Monsieur le président, madame la ministre, mes chers collègues, je n'ai aucun motif de cacher l'émotion que je ressens au moment de m'exprimer pour la première fois du haut de cette tribune au nom de la population mahoraise.
Mes premiers contacts avec la Haute Assemblée remontent en effet aux années 1974 et 1975, période où le sort et le destin de Mayotte paraissaient bien incertains, et même très compromis.
Je dois dire que, dans notre combat pour Mayotte française avec Marcel Henry, les encouragements et les appuis les plus sûrs nous sont venus de diverses travées de cet hémicycle et de tous bords politiques.
C'est pourquoi je tiens personnellement à rendre un hommage de gratitude à la mémoire de tous ceux qui ont ainsi mérité l'infinie reconnaissance des Mahorais : au président Alain Poher ainsi qu'au directeur adjoint de son cabinet, René Peyrou, au sénateur Baudouin de Hauteclocque, défenseur intransigeant, à la commission des lois, du droit de Mayotte à rester dans la République, à Max Lejeune, à Geoffroy de Montalembert, à Marcel Champeix, président du groupe socialiste au Sénat, qui nous ont aidés, avec quelques autres, à résister à ce que certains appelaient - quelle illusion ! - le « sens de l'histoire » ou le « vent de l'histoire »...
Permettez-moi encore, mes chers collègues, de rappeler très brièvement un ou deux souvenirs qui n'ont rien d'anecdotique.
C'est du bureau de René Peyrou à la présidence du Sénat qu'ont été transmis, par mes soins, les télégrammes adressés aux plus hautes autorités de l'Etat et destinés à placer Mayotte sous la protection de la République et de la loi françaises.
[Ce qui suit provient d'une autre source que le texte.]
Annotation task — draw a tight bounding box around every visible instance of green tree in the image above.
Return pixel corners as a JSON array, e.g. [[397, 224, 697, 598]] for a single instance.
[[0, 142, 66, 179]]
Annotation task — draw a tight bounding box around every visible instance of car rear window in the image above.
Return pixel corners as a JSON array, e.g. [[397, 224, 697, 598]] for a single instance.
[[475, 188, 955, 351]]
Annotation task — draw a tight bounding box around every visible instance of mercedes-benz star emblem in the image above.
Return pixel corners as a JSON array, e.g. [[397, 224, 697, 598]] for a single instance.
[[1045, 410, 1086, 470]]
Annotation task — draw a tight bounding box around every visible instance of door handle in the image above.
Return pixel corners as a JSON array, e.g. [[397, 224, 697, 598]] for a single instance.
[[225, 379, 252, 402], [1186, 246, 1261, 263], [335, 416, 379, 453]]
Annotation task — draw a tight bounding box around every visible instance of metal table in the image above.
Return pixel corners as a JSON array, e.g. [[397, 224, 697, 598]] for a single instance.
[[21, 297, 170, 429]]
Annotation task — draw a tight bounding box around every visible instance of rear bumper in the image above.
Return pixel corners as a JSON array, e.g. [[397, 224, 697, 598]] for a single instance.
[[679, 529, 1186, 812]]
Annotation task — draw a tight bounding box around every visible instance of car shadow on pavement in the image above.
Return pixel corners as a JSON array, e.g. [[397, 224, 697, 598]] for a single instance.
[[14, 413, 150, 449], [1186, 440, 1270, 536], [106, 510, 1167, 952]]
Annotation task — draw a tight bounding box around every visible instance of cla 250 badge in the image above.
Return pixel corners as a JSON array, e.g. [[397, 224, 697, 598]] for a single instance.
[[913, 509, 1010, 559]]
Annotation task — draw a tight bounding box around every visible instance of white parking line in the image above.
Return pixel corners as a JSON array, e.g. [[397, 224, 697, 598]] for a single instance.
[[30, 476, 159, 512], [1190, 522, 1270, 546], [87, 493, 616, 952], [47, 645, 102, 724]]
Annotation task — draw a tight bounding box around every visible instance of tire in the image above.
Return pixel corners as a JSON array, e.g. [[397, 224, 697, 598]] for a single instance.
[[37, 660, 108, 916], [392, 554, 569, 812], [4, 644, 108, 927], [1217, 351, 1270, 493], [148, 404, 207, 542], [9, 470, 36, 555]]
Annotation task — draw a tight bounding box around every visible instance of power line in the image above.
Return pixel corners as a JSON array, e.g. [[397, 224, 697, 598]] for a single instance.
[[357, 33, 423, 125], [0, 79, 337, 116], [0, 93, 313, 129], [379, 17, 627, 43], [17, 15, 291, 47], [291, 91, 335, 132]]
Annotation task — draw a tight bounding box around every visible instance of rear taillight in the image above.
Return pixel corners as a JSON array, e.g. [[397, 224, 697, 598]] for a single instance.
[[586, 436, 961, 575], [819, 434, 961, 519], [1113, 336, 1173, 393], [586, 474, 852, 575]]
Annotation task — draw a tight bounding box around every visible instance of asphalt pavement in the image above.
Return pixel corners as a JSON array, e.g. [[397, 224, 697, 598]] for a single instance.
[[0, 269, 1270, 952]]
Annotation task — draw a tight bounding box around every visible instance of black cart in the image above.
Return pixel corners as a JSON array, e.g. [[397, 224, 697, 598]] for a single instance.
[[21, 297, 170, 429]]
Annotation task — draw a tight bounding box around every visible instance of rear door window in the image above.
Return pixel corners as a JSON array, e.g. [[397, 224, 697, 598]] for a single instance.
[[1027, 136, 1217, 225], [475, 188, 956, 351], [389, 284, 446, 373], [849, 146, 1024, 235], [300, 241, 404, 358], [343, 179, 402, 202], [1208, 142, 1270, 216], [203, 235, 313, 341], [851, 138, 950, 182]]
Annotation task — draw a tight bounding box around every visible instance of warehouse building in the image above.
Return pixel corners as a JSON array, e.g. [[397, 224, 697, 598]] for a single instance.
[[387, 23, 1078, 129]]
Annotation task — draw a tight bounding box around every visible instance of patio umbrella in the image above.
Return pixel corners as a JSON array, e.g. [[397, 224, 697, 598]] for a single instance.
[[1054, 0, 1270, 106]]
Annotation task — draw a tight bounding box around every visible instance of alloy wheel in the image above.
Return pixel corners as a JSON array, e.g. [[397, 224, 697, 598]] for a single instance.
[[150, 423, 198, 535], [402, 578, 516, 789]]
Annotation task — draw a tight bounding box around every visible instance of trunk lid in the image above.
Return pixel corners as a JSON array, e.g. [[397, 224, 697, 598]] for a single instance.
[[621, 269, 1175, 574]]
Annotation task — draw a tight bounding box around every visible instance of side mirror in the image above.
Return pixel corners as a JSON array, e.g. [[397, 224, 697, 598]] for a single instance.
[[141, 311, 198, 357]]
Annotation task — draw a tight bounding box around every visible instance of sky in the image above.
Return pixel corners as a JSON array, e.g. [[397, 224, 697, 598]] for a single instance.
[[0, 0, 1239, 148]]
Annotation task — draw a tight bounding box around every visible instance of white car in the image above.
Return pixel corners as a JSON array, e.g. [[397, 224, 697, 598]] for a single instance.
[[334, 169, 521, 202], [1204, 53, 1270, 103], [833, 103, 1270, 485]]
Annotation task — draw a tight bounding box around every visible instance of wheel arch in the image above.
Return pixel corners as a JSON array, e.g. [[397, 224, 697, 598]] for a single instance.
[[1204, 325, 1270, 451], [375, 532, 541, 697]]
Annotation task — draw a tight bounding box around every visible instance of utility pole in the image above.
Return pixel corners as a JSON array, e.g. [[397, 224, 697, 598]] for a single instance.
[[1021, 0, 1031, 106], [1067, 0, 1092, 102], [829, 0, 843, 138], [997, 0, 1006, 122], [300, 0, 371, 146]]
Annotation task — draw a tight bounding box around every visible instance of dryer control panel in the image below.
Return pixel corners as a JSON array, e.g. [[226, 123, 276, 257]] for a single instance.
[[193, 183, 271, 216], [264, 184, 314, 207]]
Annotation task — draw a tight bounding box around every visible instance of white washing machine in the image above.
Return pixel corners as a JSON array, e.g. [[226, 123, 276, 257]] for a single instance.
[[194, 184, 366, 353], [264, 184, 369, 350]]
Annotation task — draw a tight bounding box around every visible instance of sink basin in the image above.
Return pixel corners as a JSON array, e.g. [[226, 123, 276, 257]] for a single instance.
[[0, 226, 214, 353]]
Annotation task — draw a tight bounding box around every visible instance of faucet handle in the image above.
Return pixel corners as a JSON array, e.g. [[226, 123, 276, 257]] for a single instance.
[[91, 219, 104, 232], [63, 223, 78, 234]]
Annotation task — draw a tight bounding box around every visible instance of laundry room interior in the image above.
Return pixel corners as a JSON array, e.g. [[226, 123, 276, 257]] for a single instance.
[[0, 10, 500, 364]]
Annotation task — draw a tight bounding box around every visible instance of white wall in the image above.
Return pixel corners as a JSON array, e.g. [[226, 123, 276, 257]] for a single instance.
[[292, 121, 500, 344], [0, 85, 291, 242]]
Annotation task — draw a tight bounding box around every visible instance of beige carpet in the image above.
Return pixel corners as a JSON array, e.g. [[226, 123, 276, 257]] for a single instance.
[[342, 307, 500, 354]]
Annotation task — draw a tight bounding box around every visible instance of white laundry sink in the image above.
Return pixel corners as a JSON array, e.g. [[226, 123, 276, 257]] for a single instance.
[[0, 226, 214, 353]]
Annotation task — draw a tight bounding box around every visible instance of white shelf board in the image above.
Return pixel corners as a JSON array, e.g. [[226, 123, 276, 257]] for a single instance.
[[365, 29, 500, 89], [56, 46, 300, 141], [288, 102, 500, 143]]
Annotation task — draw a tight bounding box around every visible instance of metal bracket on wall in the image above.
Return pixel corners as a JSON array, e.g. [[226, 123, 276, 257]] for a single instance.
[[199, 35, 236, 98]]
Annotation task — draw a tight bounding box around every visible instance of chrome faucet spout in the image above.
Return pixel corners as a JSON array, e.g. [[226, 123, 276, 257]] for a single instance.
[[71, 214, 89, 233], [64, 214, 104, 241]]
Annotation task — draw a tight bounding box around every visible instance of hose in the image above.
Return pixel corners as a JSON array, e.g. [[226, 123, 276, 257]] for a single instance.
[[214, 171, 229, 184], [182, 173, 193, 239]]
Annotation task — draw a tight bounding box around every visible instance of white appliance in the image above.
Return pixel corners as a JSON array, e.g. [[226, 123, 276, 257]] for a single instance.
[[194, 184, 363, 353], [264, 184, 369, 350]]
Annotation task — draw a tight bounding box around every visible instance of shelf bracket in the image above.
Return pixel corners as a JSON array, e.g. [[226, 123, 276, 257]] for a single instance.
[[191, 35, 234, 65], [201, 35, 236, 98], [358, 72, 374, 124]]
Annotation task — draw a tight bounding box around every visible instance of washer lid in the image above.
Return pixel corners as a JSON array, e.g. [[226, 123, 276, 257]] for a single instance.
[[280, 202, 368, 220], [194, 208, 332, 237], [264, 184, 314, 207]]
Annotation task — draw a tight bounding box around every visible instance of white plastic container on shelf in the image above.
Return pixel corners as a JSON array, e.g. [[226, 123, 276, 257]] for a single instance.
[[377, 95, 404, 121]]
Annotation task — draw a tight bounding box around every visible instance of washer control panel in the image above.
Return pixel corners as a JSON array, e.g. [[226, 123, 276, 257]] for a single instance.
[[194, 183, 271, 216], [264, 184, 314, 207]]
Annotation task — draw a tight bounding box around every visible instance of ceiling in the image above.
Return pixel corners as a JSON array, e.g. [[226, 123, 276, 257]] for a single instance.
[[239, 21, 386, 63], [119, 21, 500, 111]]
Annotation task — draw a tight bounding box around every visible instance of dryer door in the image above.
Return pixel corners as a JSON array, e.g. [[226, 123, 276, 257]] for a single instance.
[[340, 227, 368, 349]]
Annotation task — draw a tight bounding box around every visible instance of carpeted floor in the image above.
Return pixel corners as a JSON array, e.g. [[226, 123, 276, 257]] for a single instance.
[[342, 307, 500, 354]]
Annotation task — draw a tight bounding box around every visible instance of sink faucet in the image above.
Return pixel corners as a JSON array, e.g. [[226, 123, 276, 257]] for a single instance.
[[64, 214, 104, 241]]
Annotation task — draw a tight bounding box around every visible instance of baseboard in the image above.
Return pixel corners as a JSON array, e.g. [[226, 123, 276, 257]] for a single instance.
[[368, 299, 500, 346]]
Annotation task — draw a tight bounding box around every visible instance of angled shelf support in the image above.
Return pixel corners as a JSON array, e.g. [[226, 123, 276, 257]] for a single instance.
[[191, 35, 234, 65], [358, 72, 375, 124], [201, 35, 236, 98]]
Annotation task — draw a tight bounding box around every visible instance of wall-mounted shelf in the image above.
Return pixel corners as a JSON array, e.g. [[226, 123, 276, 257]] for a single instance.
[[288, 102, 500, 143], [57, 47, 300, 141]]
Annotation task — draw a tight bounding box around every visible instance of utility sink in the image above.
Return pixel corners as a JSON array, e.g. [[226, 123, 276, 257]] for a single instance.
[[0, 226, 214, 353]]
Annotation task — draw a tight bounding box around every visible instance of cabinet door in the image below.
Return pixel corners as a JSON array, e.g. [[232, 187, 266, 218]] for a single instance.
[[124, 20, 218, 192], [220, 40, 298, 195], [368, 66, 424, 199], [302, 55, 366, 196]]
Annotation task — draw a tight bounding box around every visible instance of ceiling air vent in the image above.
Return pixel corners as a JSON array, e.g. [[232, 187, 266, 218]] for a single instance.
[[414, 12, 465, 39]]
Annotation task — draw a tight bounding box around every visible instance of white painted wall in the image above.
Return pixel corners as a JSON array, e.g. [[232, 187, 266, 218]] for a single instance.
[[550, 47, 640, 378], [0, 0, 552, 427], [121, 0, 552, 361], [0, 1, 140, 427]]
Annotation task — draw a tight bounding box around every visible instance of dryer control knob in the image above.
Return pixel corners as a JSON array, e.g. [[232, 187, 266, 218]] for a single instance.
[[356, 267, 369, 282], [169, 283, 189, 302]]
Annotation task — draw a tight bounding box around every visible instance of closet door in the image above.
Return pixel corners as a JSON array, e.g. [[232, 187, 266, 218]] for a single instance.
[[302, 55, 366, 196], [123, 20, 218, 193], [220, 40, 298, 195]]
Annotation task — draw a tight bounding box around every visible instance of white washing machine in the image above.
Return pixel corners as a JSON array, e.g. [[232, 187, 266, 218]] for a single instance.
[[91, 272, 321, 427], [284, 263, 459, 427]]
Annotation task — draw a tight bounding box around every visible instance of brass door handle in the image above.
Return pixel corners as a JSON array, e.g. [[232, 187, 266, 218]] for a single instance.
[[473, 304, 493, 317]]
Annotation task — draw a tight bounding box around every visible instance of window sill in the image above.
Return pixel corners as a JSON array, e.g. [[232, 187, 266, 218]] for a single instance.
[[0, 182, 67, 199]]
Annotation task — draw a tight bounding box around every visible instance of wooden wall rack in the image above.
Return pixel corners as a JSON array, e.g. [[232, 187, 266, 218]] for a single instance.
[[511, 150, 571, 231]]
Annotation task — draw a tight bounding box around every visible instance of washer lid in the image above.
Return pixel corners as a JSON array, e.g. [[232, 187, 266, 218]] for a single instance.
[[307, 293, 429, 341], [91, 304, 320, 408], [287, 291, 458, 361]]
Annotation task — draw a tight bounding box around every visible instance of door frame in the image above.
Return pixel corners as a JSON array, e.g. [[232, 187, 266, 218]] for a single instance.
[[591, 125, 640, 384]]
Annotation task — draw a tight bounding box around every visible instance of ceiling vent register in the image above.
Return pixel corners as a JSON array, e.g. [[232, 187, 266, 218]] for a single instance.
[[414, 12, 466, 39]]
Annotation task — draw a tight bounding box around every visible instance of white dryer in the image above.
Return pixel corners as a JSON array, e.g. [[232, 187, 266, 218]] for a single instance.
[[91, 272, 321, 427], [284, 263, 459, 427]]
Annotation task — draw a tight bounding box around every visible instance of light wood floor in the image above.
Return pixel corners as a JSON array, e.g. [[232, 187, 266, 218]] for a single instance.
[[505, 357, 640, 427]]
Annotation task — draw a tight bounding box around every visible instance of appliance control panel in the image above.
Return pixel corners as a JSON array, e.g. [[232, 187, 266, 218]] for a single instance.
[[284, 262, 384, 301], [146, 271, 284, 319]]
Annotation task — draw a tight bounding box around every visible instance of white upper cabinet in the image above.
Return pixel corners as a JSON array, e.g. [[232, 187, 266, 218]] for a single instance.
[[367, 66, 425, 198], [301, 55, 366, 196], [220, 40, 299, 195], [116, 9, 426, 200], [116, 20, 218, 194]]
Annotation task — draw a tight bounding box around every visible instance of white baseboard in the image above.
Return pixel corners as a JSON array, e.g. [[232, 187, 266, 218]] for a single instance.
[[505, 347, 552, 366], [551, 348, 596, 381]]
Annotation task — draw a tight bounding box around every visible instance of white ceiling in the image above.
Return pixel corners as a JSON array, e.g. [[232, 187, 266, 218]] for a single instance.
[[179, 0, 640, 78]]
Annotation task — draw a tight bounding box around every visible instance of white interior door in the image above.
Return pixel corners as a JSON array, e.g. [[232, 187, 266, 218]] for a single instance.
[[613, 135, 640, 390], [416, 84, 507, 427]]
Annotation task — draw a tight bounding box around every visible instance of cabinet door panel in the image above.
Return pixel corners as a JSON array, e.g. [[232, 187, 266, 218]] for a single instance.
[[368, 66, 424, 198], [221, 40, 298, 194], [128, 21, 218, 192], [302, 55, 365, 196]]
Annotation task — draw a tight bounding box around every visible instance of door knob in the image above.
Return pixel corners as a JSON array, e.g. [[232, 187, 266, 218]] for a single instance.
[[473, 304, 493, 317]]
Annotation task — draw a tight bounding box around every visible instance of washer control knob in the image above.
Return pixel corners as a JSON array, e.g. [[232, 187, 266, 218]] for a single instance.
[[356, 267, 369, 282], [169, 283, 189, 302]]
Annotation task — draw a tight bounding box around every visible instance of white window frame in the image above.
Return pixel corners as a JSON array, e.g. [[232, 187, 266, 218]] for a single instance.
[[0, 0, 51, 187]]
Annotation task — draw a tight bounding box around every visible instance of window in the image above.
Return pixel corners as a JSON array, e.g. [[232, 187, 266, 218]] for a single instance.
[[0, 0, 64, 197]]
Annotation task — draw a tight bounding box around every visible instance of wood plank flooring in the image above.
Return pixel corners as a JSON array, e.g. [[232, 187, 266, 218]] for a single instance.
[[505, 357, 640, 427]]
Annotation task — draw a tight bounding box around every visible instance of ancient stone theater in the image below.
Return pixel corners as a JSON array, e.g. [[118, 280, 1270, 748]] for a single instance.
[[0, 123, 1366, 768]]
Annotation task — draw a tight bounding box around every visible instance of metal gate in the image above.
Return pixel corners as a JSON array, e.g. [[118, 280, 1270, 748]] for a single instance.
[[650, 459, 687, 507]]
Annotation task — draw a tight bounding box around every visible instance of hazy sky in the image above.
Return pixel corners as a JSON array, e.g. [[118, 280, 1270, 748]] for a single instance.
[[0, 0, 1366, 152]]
C'était, je m'en souviens très bien, le dimanche 6 juillet 1975, le jour même de la proclamation unilatérale de l'indépendance des Comores par les responsables locaux.
Au principe de l'intangibilité de frontières coloniales, nous opposions « le droit des peuples à disposer d'eux-mêmes ».
Mes chers collègues, Mayotte, sur ce point, n'a jamais changé d'opinion ni de discours.
Autre souvenir, un peu plus lointain mais également significatif et combien décisif : l'amendement, adopté le 12 novembre 1974 par la commission des lois du Sénat, substituant au projet de loi organisant une consultation de « la » population un texte prévoyant de consulter « les » populations des Comores.
Cette substitution du pluriel au singulier permettant la consultation île par île de l'archipel comorien résultait de ce fameux amendement, rédigé - avec quelle subtilité ! - par un administrateur de la commission des lois du Sénat, Jean-Dominique Lassaigne. S'il m'entend, qu'il accepte que je le remercie encore une fois !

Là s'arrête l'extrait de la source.